While the Synopsis does espouse a basic two-kingdoms philosophy, it also argues for “the greatest possible harmony . . . between the two administrations, i.e., the political and ecclesiastical one.” The civil magistrate is lauded as nothing less than the “guardian and avenger of both tables of the Law.”

Given this broad consensus about magistrate’s role, it’s little wonder that when the Westminster Assembly met on September 10, 1644, to investigate the sins that could be provoking God’s wrath in the current conflict with the king, they listed among the sins of Parliament that it was “not active in suppressing Anabaptists and Antinomians,” it was “not seeking religion in the first place,” and “it was “not suppressing stage plays, taverns, profaneness, and scoffing of ministers.”

It should be clear from even this brief sampling of Reformed opinion that the American revision of 1788 represents a substantial change from the doctrinal assumptions of the 16th century and first half of the 17th century. Those who want to argue for a single Reformed view of church and state don’t have the facts on their side.

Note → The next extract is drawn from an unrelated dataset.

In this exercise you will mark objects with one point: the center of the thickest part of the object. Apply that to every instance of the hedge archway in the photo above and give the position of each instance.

The American Presbyterians in 1788 were not saying the same thing the Assembly had said in 1646. It will not do to say(anachronistically) that “both are basically Kuyperian, although they are obviously leaning in different directions.” Gone from WCF 23:3 in the American revision are any references to the civil magistrate’s role in suppressing heresies and blasphemies, in reforming the church, in maintaining a church establishment, and in calling and providing for synods.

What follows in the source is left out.